I  W a y a n  S u k a r m a

Dharma itu sifat asli benda dan makhluk memenuhi dunia-kehidupan. Dharma tetap hidup dalam tradisi dan selalu menghidupi masyarakat setiap zaman. Hanya saja dharma sebagai ideologi dari sistem pengetahuan dan tindakan tampil dalam beragam wajah sesuai dengan perkembangan kebutuhan manusia. Peringai dharma pun, sebagaimana tampak dalam dunia-kehidupan yang tidak senantiasa seimbang, tetapi juga bergejolak dalam konflik. Gejolak inilah yang direfleksikan melalui Galungan sebagai medan perang ideologis. Landasan idealnya adalah seloka Bhagawadgita (II:19),“Sesungguhnya yang memikirkan ia sebagai pembunuh dan yang berpendapat bahwa ia dapat dibunuh keduanya adalah dungu, karena ia tidak pernah membunuh dan dibunuh”. Dharma, sebagaimana Brahman adalah absolut, kekal, dan tidak terbatas. Seperti ditegaskan seloka (II:20), “Ini tidak pernah lahir, juga tidak pernah mati atau setelah ada tak akan berhenti ada. Ia tak dilahirkan, kekal, abadi, sejak dahulu ada; dan Dia tidak mati pada saat badan jasmani ini mati”. Begitulah dharma tetap ada dan senantiasa ada, bahkan ketika masyarakat manusia telah tiada.   
      
Galungan itu hari suci agama Hindu. Umat Hindu merayakannya setiap enam sasih (210 hari) pada Budha, Keliwon, Dungulan. Mirip dengan perayaan hari-hari suci agama lainnya, umat Hindu merayakan Galungan sebagai Hari Kemenangan. Menang berarti dapat mengalahkan musuh, menundukkan lawan, dan menyisihkan saingan. Kemenangan menyiratkan bahwa menang dicapai melalui perjuangan berat, karena itu yang menang lebih unggul daripada yang kalah. Merayakan hari kemenangan berarti memperingati keunggulan dalam perjuangan di medan perang. Medan perang adalah arena, tempat konsisten berlangsungnya peperangan ide-ide, pertempuran nilai-nilai, pertarungan norma-norma, dan benturan aturan-aturan. Inilah dunia-kehidupan.

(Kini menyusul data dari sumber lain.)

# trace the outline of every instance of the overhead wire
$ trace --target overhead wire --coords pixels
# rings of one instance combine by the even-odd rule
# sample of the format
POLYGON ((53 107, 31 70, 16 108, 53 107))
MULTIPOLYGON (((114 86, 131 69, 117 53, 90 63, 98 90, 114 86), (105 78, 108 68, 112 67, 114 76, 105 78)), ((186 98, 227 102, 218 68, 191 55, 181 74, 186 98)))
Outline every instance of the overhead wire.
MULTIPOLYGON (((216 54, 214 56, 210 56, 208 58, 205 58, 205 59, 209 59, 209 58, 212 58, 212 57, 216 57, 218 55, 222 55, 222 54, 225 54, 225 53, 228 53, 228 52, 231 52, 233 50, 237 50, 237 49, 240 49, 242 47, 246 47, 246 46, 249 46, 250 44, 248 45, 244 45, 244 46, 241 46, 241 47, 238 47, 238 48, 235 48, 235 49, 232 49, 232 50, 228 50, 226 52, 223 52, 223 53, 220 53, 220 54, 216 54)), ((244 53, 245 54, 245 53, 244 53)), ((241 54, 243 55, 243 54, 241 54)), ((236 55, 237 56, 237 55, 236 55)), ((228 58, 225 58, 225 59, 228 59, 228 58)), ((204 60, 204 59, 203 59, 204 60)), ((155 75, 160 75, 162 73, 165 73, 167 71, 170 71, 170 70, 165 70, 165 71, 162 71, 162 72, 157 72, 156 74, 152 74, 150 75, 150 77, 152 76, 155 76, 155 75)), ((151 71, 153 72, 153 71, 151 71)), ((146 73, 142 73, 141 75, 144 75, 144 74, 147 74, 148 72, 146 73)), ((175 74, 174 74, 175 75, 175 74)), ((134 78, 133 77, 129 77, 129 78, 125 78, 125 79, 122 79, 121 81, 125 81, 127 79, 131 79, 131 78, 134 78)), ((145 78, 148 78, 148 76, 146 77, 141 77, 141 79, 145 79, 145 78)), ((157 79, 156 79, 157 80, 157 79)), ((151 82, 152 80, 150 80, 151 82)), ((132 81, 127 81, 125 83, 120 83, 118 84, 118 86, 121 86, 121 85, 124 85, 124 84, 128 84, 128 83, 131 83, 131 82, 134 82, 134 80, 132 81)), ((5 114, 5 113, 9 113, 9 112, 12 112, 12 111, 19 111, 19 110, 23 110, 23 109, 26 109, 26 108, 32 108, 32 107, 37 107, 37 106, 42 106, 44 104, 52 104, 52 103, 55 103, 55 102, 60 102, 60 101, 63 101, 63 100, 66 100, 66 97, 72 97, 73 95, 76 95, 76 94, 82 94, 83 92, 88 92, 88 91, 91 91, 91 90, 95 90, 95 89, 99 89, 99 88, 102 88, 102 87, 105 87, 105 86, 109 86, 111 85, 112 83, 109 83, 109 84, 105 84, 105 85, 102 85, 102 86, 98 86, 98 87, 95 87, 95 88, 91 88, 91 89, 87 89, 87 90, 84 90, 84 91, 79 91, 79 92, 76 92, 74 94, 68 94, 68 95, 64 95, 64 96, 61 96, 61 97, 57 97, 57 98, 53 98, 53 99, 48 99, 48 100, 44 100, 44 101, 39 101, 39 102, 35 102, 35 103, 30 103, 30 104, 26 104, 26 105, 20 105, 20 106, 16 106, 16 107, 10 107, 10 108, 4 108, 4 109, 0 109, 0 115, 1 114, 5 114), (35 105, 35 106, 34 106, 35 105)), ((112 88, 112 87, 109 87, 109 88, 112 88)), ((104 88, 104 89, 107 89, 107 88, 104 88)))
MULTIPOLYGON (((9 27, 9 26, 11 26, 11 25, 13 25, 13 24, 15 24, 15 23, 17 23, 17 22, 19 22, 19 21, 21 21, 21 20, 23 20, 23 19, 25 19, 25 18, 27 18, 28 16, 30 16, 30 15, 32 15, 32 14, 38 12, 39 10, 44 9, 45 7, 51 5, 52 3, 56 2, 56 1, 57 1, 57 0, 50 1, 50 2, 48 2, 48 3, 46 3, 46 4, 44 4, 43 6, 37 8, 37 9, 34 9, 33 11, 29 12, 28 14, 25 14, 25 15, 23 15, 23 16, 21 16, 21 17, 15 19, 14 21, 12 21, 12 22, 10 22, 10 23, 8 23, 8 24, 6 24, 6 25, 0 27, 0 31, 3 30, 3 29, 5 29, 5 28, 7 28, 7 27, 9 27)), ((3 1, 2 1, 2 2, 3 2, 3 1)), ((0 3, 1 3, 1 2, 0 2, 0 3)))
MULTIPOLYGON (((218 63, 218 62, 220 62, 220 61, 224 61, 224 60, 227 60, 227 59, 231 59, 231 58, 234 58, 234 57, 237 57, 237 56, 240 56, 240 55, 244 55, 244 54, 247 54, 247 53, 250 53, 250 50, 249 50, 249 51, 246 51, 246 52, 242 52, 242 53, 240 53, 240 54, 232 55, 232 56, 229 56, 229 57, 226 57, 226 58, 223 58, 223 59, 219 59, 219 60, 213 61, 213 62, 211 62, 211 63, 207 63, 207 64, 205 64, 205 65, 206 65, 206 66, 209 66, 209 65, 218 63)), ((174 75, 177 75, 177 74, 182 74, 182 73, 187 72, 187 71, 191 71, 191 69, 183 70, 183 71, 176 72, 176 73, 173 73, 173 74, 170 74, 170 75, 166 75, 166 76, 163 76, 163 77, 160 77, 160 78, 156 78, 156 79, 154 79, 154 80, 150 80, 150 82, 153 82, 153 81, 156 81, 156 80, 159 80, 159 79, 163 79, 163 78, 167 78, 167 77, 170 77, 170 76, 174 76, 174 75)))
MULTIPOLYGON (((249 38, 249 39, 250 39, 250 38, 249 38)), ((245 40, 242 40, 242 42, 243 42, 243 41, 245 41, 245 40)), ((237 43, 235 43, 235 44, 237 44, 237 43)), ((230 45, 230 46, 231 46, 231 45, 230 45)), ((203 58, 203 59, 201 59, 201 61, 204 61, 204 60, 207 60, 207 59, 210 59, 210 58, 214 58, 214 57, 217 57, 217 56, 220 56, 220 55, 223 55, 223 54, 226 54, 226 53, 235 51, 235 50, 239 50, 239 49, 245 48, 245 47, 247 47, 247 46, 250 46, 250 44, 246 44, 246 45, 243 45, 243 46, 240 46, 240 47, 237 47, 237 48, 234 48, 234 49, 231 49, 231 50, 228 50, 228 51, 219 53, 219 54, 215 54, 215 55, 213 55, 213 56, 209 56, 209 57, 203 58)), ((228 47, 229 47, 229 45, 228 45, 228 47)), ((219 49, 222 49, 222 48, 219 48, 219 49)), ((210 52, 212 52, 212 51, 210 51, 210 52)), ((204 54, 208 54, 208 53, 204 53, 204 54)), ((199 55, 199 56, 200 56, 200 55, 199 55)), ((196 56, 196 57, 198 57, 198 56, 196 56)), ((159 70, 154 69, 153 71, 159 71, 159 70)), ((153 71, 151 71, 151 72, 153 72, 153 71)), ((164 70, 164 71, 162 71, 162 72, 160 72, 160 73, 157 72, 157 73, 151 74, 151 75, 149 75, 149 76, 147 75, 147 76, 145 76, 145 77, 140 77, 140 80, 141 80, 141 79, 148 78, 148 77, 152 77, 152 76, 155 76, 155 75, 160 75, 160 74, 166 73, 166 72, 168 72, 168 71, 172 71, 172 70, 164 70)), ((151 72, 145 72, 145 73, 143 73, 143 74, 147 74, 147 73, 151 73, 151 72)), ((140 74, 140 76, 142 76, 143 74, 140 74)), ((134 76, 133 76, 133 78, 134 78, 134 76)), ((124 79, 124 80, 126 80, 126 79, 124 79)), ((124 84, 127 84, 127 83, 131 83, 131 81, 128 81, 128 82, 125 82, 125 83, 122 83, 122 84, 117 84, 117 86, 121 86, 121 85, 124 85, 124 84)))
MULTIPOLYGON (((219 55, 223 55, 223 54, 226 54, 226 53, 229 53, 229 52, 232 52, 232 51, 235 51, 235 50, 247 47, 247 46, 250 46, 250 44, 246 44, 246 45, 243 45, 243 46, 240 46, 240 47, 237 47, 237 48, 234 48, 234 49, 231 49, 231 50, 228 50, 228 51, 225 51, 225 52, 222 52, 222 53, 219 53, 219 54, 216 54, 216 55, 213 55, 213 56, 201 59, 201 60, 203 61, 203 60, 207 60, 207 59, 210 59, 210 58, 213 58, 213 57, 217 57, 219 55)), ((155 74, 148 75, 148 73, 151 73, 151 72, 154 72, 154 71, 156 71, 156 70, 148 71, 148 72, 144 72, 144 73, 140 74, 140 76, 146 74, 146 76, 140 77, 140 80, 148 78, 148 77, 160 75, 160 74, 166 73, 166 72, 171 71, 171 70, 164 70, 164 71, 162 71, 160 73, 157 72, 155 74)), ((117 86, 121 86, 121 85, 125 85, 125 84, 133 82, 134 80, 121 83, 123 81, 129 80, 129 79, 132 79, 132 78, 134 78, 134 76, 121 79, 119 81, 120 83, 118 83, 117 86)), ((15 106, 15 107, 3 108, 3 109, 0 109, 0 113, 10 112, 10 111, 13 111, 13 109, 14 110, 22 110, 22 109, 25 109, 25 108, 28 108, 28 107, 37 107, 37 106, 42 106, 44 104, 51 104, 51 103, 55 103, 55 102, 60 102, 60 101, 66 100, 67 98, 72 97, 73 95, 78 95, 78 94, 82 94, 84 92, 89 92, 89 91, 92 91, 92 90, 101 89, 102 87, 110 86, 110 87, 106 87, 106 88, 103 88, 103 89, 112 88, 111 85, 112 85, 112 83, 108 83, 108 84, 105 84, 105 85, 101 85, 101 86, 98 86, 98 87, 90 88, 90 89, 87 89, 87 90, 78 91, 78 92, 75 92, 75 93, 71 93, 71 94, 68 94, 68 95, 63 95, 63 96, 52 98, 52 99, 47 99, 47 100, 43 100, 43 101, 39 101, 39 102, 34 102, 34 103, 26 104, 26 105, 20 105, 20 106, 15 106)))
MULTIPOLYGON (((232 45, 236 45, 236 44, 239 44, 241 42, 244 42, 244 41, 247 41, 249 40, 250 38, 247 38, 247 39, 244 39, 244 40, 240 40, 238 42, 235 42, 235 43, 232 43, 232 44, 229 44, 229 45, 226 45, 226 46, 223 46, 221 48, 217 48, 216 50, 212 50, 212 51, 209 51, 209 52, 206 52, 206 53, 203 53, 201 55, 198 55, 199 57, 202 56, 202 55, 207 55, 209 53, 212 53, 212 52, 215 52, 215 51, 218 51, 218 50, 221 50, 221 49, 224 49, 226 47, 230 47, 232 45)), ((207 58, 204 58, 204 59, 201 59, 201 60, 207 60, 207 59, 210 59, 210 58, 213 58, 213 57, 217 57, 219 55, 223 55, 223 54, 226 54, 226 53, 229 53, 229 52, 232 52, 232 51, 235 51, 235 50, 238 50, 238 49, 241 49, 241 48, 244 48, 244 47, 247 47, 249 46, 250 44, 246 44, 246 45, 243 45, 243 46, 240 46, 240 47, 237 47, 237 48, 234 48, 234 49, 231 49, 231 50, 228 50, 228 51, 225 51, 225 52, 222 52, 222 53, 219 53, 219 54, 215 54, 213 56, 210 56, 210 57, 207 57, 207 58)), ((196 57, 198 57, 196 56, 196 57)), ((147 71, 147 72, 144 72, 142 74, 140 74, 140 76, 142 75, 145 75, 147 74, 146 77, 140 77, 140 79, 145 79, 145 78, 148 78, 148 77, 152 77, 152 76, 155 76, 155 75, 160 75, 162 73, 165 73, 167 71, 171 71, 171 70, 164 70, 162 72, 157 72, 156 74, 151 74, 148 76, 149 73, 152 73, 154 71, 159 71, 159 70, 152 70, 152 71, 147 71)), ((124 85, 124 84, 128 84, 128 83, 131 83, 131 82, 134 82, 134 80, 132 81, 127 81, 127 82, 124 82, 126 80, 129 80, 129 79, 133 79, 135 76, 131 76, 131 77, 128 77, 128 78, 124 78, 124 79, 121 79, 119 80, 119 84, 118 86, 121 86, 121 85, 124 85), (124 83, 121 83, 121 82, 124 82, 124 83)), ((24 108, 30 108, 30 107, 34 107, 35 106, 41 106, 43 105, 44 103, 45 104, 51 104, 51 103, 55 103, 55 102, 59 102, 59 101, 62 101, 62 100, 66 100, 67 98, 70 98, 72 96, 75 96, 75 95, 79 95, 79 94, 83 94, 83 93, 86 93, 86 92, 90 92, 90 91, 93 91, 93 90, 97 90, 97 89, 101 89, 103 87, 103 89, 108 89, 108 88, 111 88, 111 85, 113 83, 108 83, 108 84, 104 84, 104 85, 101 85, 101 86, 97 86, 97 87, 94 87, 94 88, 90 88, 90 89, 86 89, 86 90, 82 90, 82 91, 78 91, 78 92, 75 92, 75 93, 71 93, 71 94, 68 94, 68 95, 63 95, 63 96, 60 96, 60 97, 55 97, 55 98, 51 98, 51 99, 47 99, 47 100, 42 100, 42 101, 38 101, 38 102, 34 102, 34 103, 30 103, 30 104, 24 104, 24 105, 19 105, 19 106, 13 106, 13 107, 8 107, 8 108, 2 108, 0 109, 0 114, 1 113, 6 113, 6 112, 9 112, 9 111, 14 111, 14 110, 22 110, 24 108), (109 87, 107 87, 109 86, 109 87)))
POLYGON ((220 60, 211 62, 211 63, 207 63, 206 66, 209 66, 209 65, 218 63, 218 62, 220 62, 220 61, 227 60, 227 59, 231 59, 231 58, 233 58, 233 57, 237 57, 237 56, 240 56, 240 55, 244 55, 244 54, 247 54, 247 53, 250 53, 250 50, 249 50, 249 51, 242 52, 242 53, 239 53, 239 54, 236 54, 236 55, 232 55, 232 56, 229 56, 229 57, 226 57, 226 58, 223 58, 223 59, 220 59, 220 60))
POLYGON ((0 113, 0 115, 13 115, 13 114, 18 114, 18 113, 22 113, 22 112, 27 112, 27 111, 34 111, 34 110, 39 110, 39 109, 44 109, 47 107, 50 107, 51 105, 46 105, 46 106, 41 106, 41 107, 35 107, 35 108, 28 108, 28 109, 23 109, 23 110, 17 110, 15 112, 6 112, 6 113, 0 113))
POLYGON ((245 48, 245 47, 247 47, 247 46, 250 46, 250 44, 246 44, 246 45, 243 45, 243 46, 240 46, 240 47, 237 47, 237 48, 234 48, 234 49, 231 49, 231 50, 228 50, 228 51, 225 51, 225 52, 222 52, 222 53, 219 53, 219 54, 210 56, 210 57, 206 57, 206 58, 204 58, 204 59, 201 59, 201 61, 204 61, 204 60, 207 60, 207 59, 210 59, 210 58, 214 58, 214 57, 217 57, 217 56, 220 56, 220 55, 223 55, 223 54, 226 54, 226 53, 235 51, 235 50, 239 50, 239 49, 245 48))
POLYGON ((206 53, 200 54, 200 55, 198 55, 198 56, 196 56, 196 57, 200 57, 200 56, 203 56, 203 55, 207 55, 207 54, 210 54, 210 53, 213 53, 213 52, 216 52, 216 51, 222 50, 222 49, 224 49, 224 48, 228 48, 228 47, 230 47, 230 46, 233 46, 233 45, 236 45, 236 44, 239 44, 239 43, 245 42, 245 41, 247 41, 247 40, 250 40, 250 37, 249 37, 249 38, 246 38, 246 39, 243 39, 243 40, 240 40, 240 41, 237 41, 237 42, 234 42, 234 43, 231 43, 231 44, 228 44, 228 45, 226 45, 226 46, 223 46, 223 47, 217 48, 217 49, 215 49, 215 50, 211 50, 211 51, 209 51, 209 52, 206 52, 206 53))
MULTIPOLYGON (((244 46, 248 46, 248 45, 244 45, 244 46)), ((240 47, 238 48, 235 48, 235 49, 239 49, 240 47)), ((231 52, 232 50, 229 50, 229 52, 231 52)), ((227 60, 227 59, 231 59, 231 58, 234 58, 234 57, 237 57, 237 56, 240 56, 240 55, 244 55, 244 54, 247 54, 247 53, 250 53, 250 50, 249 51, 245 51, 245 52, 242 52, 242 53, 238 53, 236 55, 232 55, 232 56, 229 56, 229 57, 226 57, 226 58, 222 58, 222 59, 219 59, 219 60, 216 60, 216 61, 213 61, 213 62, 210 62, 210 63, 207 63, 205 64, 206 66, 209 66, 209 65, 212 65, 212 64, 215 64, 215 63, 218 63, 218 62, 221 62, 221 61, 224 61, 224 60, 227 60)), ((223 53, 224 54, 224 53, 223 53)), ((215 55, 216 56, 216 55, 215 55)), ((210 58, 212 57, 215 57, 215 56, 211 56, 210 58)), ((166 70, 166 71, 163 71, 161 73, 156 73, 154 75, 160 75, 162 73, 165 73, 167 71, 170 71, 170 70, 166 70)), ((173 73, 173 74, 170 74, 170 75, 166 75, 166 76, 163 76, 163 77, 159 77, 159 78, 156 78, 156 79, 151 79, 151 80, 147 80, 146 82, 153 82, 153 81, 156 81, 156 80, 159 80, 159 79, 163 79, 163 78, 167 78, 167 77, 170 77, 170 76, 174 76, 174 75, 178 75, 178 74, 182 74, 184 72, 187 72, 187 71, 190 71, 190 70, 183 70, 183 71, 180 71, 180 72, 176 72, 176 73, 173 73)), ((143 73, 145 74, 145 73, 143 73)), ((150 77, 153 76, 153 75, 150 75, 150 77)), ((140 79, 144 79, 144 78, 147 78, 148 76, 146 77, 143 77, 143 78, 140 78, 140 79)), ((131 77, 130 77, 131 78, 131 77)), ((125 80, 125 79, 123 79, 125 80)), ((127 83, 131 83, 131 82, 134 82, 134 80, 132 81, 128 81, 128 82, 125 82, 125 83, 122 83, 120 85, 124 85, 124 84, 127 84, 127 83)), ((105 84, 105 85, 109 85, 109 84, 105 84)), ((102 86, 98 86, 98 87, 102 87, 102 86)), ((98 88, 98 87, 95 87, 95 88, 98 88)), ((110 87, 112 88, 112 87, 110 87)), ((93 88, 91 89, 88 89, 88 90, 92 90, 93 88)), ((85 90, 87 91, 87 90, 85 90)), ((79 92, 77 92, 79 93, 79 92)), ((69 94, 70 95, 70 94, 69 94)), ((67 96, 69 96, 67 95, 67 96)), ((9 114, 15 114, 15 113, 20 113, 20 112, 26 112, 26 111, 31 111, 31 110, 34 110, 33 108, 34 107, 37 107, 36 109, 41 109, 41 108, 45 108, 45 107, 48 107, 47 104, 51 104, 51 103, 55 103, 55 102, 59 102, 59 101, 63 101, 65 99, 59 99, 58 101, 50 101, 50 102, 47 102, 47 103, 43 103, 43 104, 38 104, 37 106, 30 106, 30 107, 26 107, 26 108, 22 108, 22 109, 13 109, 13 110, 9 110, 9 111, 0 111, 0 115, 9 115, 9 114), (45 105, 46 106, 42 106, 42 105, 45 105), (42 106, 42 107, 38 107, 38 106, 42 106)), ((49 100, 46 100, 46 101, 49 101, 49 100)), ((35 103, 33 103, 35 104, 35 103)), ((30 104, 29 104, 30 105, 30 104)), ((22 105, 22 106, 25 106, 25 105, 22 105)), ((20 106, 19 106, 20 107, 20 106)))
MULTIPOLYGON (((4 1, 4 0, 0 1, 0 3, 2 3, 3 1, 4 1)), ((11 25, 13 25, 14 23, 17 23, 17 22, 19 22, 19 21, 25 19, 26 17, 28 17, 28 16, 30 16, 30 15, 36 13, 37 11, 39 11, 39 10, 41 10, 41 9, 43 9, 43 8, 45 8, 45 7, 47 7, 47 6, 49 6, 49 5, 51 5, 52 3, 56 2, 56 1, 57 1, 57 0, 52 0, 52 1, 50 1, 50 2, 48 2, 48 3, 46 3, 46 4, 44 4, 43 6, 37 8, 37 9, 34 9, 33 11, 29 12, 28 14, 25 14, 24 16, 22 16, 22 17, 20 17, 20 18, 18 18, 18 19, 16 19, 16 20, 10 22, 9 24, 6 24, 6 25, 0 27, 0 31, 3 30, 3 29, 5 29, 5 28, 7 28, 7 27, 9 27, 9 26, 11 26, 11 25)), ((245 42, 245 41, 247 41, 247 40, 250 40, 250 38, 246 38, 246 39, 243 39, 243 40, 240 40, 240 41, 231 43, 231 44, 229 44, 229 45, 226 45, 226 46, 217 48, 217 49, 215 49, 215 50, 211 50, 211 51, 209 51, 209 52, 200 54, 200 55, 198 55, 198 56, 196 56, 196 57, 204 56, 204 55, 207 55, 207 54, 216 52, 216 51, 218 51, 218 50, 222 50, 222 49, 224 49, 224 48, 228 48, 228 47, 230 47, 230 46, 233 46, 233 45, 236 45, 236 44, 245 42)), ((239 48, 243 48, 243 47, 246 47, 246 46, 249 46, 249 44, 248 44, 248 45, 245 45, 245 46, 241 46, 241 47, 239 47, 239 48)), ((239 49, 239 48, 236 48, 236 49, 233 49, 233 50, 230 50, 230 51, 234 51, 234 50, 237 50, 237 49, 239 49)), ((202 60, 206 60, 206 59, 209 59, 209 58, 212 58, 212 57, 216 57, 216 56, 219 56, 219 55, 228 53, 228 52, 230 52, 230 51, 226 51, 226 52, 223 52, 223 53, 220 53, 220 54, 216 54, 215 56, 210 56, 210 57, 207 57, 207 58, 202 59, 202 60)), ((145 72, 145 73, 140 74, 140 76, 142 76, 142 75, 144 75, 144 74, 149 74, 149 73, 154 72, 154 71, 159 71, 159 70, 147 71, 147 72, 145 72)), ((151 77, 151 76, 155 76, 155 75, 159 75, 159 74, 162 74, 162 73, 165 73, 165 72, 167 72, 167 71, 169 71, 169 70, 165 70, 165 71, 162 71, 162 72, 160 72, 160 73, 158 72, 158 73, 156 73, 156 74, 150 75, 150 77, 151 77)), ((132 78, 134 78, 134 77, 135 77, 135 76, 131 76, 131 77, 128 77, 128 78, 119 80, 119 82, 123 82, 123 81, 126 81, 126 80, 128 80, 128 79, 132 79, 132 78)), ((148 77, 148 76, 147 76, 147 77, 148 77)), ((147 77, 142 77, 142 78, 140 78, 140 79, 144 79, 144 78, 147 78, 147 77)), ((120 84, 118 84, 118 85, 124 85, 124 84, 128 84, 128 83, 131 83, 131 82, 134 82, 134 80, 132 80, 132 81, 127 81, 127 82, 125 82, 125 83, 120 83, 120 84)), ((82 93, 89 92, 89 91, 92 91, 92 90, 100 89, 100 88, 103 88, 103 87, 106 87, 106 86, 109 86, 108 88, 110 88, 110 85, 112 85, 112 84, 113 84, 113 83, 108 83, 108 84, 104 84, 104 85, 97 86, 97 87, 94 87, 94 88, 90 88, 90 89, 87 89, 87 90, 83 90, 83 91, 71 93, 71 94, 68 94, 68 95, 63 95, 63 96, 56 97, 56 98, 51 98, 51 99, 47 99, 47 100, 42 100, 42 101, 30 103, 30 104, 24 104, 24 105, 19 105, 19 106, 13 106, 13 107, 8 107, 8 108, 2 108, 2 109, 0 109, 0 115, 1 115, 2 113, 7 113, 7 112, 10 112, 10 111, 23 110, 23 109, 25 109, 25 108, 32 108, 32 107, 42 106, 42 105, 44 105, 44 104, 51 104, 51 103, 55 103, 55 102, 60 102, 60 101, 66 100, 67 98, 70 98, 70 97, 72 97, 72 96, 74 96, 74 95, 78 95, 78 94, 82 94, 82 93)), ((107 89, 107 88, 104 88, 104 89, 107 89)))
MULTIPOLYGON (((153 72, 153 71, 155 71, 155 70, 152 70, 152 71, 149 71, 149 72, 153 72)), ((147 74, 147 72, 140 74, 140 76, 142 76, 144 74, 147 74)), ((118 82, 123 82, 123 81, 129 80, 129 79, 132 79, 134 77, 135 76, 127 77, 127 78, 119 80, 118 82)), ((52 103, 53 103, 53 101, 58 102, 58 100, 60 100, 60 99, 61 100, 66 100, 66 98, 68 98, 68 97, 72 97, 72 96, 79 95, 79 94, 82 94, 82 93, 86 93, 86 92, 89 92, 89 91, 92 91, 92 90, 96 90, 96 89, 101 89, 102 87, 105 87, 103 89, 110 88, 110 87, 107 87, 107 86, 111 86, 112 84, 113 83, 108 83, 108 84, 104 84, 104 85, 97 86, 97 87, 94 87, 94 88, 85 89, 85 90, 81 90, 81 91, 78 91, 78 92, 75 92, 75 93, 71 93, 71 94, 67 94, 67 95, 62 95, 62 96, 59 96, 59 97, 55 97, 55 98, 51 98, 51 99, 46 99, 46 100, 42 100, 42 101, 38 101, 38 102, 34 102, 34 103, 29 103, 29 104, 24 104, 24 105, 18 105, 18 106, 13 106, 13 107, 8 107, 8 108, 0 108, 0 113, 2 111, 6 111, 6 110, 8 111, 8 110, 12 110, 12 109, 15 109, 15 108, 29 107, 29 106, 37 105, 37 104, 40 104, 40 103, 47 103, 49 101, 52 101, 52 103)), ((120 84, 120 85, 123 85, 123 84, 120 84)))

Dunia yang dipresentasikan melalui Galungan sebagai pergulatan ideologi dan pergumulan pemikiran. Inilah medan perang ideologis. Ini sebabnya memperingati keunggulan tidak dimaksudkan memelihara keangkuhan dengan tujuan menyombongkan diri, namun untuk membina kerendahan hati. Dengan penuh hikmat memanjatkan angayubagya atas anugerah, baik tuntunan sinar kemuliaan tattwa, perlidungan cahaya kehormatan susila, maupun kekuatan warna-warni keindahan acara.                     
Anugerah itulah modal dasar menjadi senjata-utama untuk meraih kemenangan. Dengannya, selain sebagai medan perang ideologis, juga Galungan menjadi saat indah untuk mengenangkan dan menyelami kembali pengalaman perjuangan. Mengenangkan kembali berbagai peristiwa kehidupan berarti menyadari sepenuhnya perjuangan di medan perang kehidupan. Kesadaran ini meninggalkan kesan dan ingatan mendalam sehingga menimbulkan beragam perasaan. Seperti kegetiran mempertahankan Hidup dan kegembiraan melanjutkan Kehidupan. Bukan hanya mempertahankan diri sendiri, bahkan manusia bertanggung jawab atas keberlangsungan kehidupan semua makhluk dan ketahanan lingkungan. Inilah kesadaran atas kehadiran bersama dengan makhluk lainnya dalam lingkungan yang wajib dijaga ketahanannya, sebagaimana saran tri hita karana. Imbauan hidup harmonis ini melarang sewenang-wenang kepada sesama makhluk dan semena-mena kepada alam. Sebaliknya, mengingatkan kewajiban untuk bertindak adil-berkearifan mencintai alam dan mengasihi semua makhluk (advesthyam sarvam bhutanam). Kasih inilah ideologi dharma yang melandasi tatanan nilai, norma, dan aturan kehidupan.        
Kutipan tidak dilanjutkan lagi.